The trial court’s ruling in limine precluded Hydron from testifying about his conclusion that, after investigating the incident in question, Officer Clark did not commit a criminal offense. Clark called Hydron in his case in chief. He elicited testimony from Hydron that Hydron was a defensive-tactics expert who instructed police officers in “pressure point control tactics” and “violent encounter resolution skills.” Hydron testified that he [ ^learned these skills at an instructor’s course, where he earned a certification. He also testified that he had previously testified in court as an expert witness in three cases. Clark, however, did not ask the trial court to recognize Hydron as an expert.
When Hydron was asked about Clark’s hand position on the booking photo of the alleged victim, the State objected. The following exchange took place:
MR. Crumpton (for the defense): Is it your understanding that the hand in the picture, whose hand is that?
Mr.
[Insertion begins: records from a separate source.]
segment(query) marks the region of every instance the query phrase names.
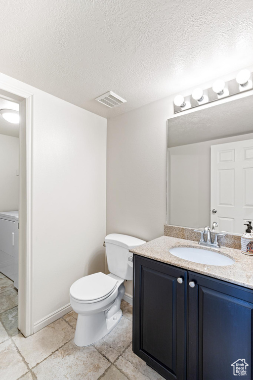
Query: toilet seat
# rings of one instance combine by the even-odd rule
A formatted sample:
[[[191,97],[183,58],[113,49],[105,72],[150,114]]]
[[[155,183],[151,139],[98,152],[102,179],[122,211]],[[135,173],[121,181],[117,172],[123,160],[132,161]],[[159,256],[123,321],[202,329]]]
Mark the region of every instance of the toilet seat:
[[[78,280],[71,286],[70,293],[80,303],[93,303],[109,297],[118,284],[117,280],[100,272]]]

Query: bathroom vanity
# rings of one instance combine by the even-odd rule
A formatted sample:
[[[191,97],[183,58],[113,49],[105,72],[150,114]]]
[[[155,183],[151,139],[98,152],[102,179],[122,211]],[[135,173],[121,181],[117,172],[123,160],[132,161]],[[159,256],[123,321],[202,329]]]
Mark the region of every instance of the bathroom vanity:
[[[239,359],[251,379],[253,258],[222,247],[234,264],[215,266],[169,253],[198,245],[164,236],[132,250],[133,352],[169,380],[232,380]]]

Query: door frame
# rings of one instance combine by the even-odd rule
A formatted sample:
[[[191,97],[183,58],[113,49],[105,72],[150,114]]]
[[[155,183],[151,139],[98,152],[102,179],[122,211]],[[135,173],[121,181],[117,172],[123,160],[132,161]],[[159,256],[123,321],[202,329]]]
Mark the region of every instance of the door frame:
[[[25,336],[34,332],[32,224],[32,109],[34,94],[0,81],[0,91],[20,105],[19,124],[19,241],[18,327]],[[8,95],[8,94],[7,94]],[[22,223],[22,221],[24,223]],[[20,223],[21,221],[21,223]]]

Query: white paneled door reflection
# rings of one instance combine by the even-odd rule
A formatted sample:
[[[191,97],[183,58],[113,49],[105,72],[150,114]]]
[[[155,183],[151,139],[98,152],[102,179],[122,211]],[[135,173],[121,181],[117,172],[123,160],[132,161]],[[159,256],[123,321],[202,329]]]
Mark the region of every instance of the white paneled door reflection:
[[[211,225],[241,233],[253,221],[253,140],[211,145]]]

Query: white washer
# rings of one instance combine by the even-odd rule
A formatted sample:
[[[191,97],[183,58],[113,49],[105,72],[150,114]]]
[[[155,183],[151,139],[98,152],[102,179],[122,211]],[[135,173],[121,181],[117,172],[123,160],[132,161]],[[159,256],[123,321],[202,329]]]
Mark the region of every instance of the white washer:
[[[0,213],[0,272],[18,284],[18,211]]]

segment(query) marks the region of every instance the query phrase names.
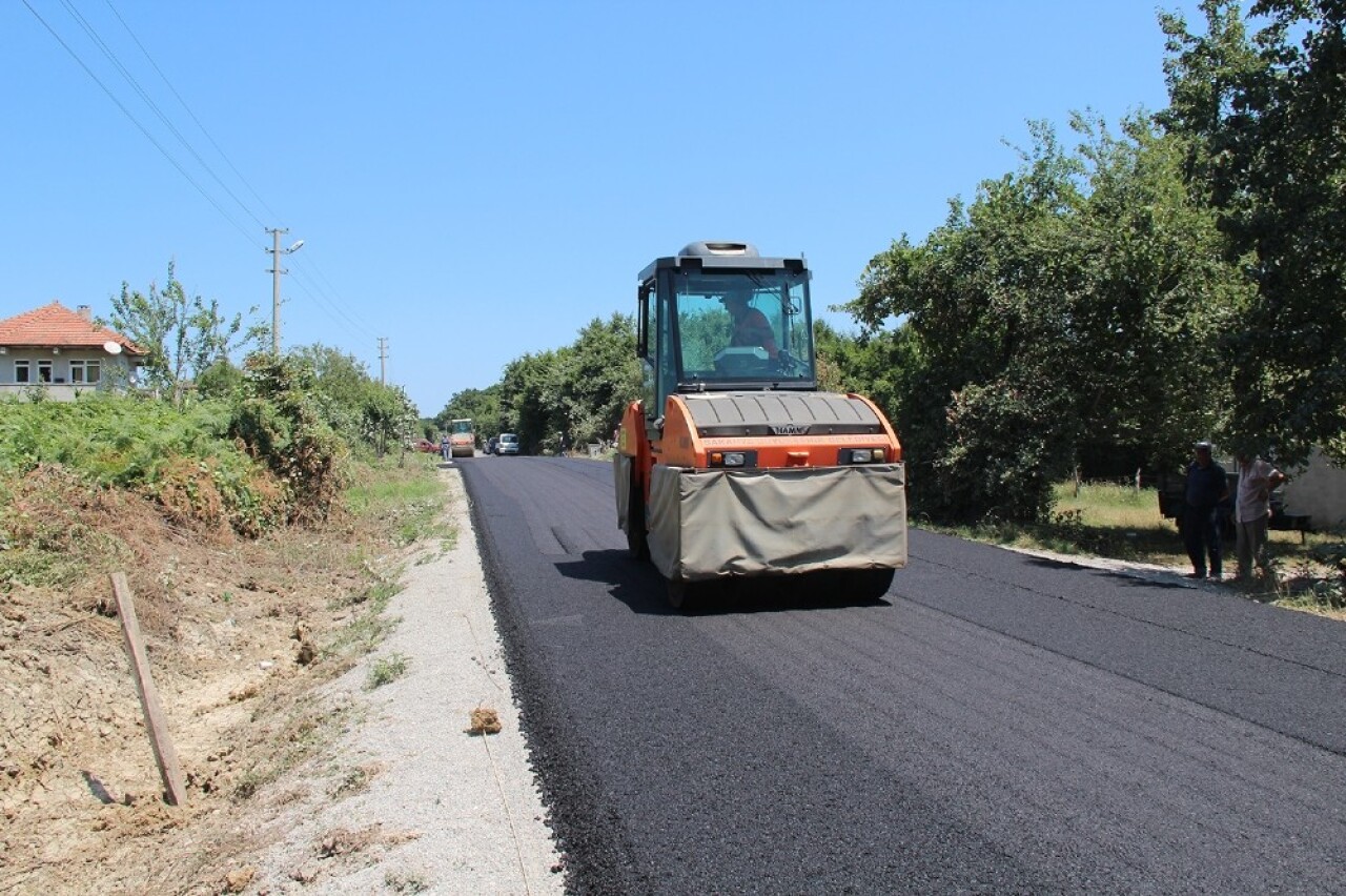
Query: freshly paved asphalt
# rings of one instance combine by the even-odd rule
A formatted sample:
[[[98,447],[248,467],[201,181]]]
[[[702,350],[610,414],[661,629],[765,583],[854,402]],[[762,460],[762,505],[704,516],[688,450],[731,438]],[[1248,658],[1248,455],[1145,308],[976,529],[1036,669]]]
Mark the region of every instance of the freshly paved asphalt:
[[[1342,623],[921,531],[681,615],[608,465],[462,468],[573,892],[1346,892]]]

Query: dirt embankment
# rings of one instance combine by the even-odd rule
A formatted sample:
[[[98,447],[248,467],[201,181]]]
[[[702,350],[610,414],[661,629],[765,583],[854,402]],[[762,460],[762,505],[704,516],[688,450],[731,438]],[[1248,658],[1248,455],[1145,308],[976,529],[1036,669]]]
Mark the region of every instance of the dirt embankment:
[[[3,510],[9,569],[48,564],[62,584],[0,577],[0,893],[241,889],[229,874],[260,846],[240,833],[257,829],[252,795],[342,724],[310,693],[381,634],[376,604],[406,556],[397,521],[240,541],[50,470]],[[42,550],[20,556],[39,529]],[[135,592],[183,807],[162,799],[113,568]]]

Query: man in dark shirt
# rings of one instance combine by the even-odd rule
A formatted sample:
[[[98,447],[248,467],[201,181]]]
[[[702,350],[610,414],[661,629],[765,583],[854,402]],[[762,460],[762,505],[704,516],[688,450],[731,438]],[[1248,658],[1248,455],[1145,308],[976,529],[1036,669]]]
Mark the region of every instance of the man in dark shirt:
[[[1219,556],[1219,502],[1229,498],[1229,479],[1225,468],[1211,460],[1209,441],[1198,441],[1197,459],[1187,467],[1187,507],[1183,510],[1183,541],[1191,560],[1191,578],[1206,577],[1206,557],[1210,557],[1210,577],[1218,581],[1224,572]]]

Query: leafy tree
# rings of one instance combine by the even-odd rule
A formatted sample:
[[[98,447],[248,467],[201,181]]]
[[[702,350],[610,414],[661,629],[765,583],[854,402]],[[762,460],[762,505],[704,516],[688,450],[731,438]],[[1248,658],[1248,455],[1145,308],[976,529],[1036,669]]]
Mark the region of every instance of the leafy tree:
[[[188,297],[172,261],[162,291],[153,283],[148,293],[121,284],[121,293],[112,299],[110,326],[148,352],[145,385],[179,406],[186,387],[207,367],[260,344],[269,334],[264,324],[245,328],[242,315],[226,320],[215,299]]]
[[[319,414],[315,391],[302,359],[253,352],[229,424],[229,435],[284,484],[292,522],[324,518],[346,483],[349,452]]]
[[[448,421],[470,418],[479,436],[494,436],[501,429],[501,385],[486,389],[463,389],[454,393],[444,409],[435,414],[436,432],[448,432]]]
[[[506,365],[501,429],[517,433],[524,451],[560,452],[611,439],[639,393],[634,322],[623,315],[594,319],[572,344]]]
[[[1205,0],[1206,32],[1168,35],[1166,126],[1189,139],[1256,293],[1225,343],[1228,439],[1281,461],[1314,444],[1346,460],[1346,0]]]
[[[619,313],[591,320],[559,374],[567,447],[610,440],[626,405],[641,394],[635,322]]]
[[[1174,456],[1226,404],[1214,342],[1241,278],[1180,147],[1139,116],[1073,126],[1067,152],[1032,125],[1018,171],[876,256],[847,305],[899,322],[888,401],[929,513],[1039,518],[1086,443]]]

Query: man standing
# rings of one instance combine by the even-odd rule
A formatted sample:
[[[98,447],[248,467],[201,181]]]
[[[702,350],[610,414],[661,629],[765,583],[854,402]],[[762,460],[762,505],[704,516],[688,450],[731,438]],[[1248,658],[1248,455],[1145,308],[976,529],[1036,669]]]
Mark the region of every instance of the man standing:
[[[1198,441],[1197,459],[1187,467],[1187,507],[1183,511],[1182,534],[1191,560],[1189,578],[1206,577],[1206,557],[1210,557],[1210,577],[1219,581],[1224,566],[1219,554],[1219,502],[1229,498],[1225,468],[1211,460],[1209,441]]]
[[[1259,569],[1267,568],[1263,553],[1267,549],[1267,522],[1271,519],[1271,492],[1287,476],[1261,457],[1245,453],[1234,455],[1238,463],[1238,495],[1234,499],[1234,553],[1238,557],[1238,577],[1246,580],[1253,573],[1253,561]]]

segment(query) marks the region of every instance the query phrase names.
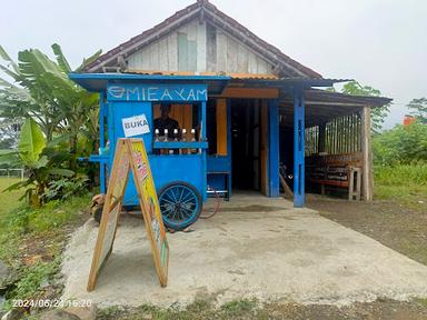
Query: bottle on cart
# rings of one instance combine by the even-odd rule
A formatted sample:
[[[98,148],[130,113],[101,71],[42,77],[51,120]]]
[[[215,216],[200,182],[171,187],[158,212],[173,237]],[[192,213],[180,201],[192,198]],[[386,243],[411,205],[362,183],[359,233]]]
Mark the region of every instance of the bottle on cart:
[[[165,129],[163,130],[163,142],[168,142],[168,134],[169,134],[169,130],[168,129]],[[168,154],[169,153],[169,150],[168,149],[161,149],[160,151],[161,154]]]
[[[181,130],[181,142],[187,142],[187,130],[186,129]],[[179,153],[180,154],[187,154],[188,150],[187,149],[180,149]]]
[[[196,142],[196,129],[195,128],[191,129],[191,142]],[[190,153],[197,153],[197,149],[191,148]]]

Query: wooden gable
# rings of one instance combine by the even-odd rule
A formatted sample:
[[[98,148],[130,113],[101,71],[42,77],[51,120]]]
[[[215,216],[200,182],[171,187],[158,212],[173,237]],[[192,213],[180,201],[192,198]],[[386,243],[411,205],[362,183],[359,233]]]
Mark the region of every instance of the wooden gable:
[[[127,60],[129,71],[271,73],[274,66],[226,31],[195,19]]]

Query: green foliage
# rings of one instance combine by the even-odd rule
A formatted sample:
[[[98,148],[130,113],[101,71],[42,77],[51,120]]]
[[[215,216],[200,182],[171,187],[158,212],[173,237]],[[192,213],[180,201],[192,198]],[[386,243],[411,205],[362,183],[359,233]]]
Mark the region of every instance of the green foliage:
[[[375,198],[398,201],[425,212],[427,203],[427,163],[374,167]]]
[[[399,164],[394,167],[376,166],[375,182],[385,186],[427,186],[427,163]]]
[[[24,164],[40,166],[40,153],[46,147],[46,140],[40,127],[32,119],[27,119],[21,128],[21,138],[18,143],[19,154]],[[47,161],[47,158],[44,161]],[[46,163],[44,163],[46,164]]]
[[[413,99],[407,107],[410,110],[409,114],[419,122],[427,124],[427,98]]]
[[[79,156],[96,150],[98,137],[98,93],[83,90],[68,78],[71,71],[61,47],[52,44],[56,61],[37,49],[19,52],[14,62],[0,47],[0,69],[13,81],[0,78],[0,117],[10,120],[33,119],[47,142],[68,134],[68,169],[77,171]],[[96,59],[100,51],[89,60]],[[88,60],[79,67],[81,70]],[[1,62],[1,61],[0,61]],[[79,153],[79,139],[86,137],[85,154]]]
[[[373,139],[374,163],[396,166],[427,161],[427,126],[396,126]]]
[[[49,202],[58,199],[67,200],[72,196],[83,196],[87,192],[87,177],[53,180],[48,183],[48,189],[44,191],[43,197]]]
[[[16,288],[8,293],[8,299],[34,298],[42,284],[48,284],[60,269],[60,259],[49,262],[37,262],[22,272],[22,277],[16,283]]]
[[[23,197],[33,207],[40,207],[46,202],[43,196],[48,183],[60,177],[75,174],[73,171],[59,167],[68,154],[47,147],[47,141],[39,126],[32,119],[27,119],[22,126],[18,151],[0,153],[0,162],[21,163],[20,166],[23,166],[28,171],[28,178],[24,181],[17,182],[6,190],[26,188]]]
[[[365,97],[380,97],[381,91],[374,89],[369,86],[361,86],[357,81],[350,81],[344,84],[342,93],[352,94],[352,96],[365,96]],[[376,107],[370,109],[371,117],[371,131],[373,133],[379,133],[383,128],[384,120],[387,114],[390,112],[390,104],[384,107]]]

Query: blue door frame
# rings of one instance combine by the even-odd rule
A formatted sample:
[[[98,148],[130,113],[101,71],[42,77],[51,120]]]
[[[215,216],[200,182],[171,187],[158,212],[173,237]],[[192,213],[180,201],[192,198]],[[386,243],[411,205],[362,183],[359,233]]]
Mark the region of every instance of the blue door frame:
[[[294,207],[305,204],[305,100],[304,90],[294,93]]]
[[[279,197],[279,101],[268,100],[268,189],[267,196]]]

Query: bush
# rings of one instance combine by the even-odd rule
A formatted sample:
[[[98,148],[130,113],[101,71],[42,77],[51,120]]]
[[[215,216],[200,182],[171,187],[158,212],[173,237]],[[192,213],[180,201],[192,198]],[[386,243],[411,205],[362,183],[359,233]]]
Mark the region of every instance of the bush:
[[[409,126],[375,136],[373,141],[374,163],[396,166],[427,162],[427,126],[416,121]]]

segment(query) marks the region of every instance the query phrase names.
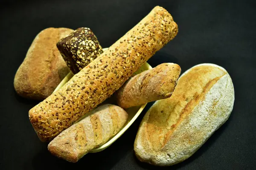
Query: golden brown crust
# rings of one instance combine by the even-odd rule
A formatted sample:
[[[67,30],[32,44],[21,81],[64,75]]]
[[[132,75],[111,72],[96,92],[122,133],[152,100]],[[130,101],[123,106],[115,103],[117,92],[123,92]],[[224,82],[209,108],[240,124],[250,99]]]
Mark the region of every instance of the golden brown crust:
[[[137,156],[160,166],[187,159],[226,122],[234,99],[223,68],[206,64],[189,70],[172,96],[156,102],[145,115],[134,142]]]
[[[50,142],[48,148],[52,154],[69,162],[77,162],[90,150],[105,143],[116,135],[128,117],[125,110],[110,104],[97,108],[90,114]],[[117,121],[113,121],[113,115],[115,119],[117,118]]]
[[[56,43],[73,30],[49,28],[35,37],[14,79],[20,96],[42,100],[49,96],[70,70]]]
[[[181,69],[174,63],[163,63],[131,78],[116,93],[118,105],[127,108],[170,97]]]
[[[110,96],[174,38],[177,29],[167,11],[155,7],[61,89],[29,110],[30,122],[40,139],[50,141]]]

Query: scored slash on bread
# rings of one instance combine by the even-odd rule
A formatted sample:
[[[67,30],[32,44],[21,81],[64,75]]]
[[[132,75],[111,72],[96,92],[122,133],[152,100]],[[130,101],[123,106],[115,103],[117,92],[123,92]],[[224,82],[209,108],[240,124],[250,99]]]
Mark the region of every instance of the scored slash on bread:
[[[51,141],[110,97],[177,32],[171,14],[163,8],[154,8],[60,90],[29,110],[40,139]]]
[[[136,156],[159,166],[186,159],[227,121],[234,101],[224,69],[193,67],[180,76],[171,97],[157,101],[145,114],[134,142]]]
[[[137,74],[116,91],[118,105],[127,108],[170,97],[180,71],[177,64],[166,63]]]
[[[49,143],[48,148],[53,155],[77,162],[90,150],[116,135],[128,117],[124,110],[110,104],[99,106],[89,114]]]

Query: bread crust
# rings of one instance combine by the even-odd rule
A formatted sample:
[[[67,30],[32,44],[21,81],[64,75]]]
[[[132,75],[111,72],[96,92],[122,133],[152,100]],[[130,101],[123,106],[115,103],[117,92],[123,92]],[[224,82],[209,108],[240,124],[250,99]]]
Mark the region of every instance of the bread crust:
[[[110,96],[177,33],[177,26],[157,6],[60,90],[29,111],[42,141],[50,141]]]
[[[49,143],[48,150],[56,156],[76,162],[115,135],[128,117],[126,112],[119,106],[102,105],[61,132]]]
[[[116,91],[118,105],[127,108],[170,97],[180,71],[177,64],[166,63],[137,74]]]
[[[73,31],[49,28],[36,36],[15,75],[14,88],[18,94],[43,100],[52,94],[70,72],[56,43]]]
[[[134,142],[137,157],[159,166],[186,159],[227,121],[234,101],[224,69],[211,64],[189,69],[172,96],[157,101],[145,115]]]

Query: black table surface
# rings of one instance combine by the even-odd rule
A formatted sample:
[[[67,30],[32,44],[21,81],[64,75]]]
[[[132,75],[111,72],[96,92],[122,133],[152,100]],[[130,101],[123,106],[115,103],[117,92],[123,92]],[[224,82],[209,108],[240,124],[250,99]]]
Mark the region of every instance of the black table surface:
[[[256,169],[256,2],[0,1],[0,169]],[[148,62],[153,67],[175,62],[183,72],[202,63],[223,67],[235,88],[229,119],[190,158],[171,167],[141,163],[134,156],[136,133],[152,103],[105,150],[87,154],[75,164],[52,156],[29,120],[28,111],[38,102],[19,96],[13,87],[15,72],[35,36],[48,27],[87,27],[102,47],[109,47],[157,5],[172,14],[179,33]]]

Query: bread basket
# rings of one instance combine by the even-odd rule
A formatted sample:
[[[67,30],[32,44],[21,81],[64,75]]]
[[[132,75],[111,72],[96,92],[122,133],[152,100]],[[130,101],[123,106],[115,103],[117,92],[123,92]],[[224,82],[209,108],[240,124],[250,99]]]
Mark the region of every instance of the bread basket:
[[[107,50],[108,48],[103,48],[103,51]],[[147,62],[145,62],[135,73],[134,75],[140,73],[141,72],[152,68],[152,67]],[[74,75],[72,72],[70,72],[65,78],[61,81],[58,85],[54,92],[59,90],[61,87],[64,85],[70,79],[72,78]],[[107,99],[104,103],[113,103],[113,101],[111,99]],[[145,104],[141,106],[136,106],[125,109],[125,111],[128,113],[128,116],[127,121],[121,129],[121,130],[114,136],[108,140],[107,142],[101,146],[90,150],[90,153],[96,153],[100,152],[107,148],[118,138],[120,137],[127,129],[131,126],[131,124],[137,119],[139,115],[141,113],[147,104]]]

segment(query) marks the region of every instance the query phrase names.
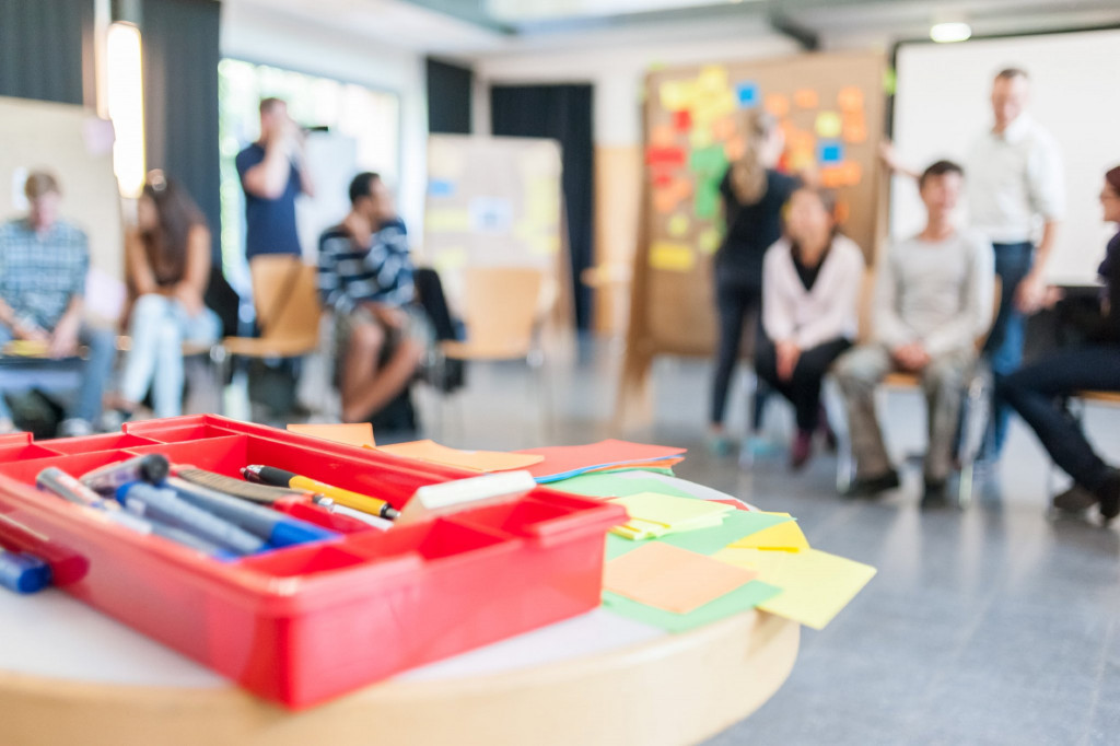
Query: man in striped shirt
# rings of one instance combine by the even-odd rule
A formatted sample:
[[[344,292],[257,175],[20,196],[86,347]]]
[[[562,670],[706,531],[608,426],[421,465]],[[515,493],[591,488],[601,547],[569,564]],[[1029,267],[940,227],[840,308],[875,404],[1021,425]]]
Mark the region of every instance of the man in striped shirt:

Long (for the State): Judge, the pictures speak for themselves. We all agree whose hand it is, who it’s a picture of. Beyond that, they speak for themselves, and based on the Court’s previously [sic] rulings, I object to this line of examination. In other words, tell the jury what they see. They can look at it.
Mr. Crumpton: Your honor, he’s just testified he’s an expert in that field. He can, may we approach, your honor?
The Court: You may.
Mr. Long: I don’t care if he’s a thermal [sic] nuclear physicist. He’s here to give fact testimony. He—
Mr. Crumpton: I mean — (inaudible).
Mr. Long: May I be allowed to continue with my objection, your honor?
The Court: Yes, sir.
Mr. Long: I don’t care if he’s a thermal [sic] nuclear physicist. He’s here to testify as a fact witness. He is not qualified to give testimony on whether something is or is not a battery or assault in the first degree or assault in the second degree or assault in the third degree because those are mixed questions of law and fact, which this jury will decide after it has heard the facts and been properly instructed on the law by this jury [sic]. This is an attempt by defense counsel to invade the providence [sic] of the jury, and I object to it.
Mr. Crumpton.- Can I? We have a picture the State has introduced.
| 1bThe Court: Objection is sustained.
Mr. Crumpton: Mr. Hydron, I’m going to go ahead and—
The Court: Lawyers, we’re taking a recess. (Whereupon the following was had in chambers.)
The Court: There is a major trial over there in Monroe County. It is serious. It is aggravated robbery or something like that. We’re not going to finish with Hydron today. I’m going to let him go. I’m not going to conclude this case today. I see now it ain’t going to happen. We’re going to recess this trial and resume this trial on Monday. But what I’m waiting to address, would you ask Hydron to step in.
When the trial resumed, Clark’s counsel simply passed the witness without any further questions. It is obvious from the foregoing quotation that if it was Clark’s intention to make what I believe is a very sound argument on appeal, it was not made or ruled on at trial. The argument that the trial court did rule on — the objection made by the State — is the argument that the majority has affirmed. The only problem is, it is not the argument that Clark makes on appeal.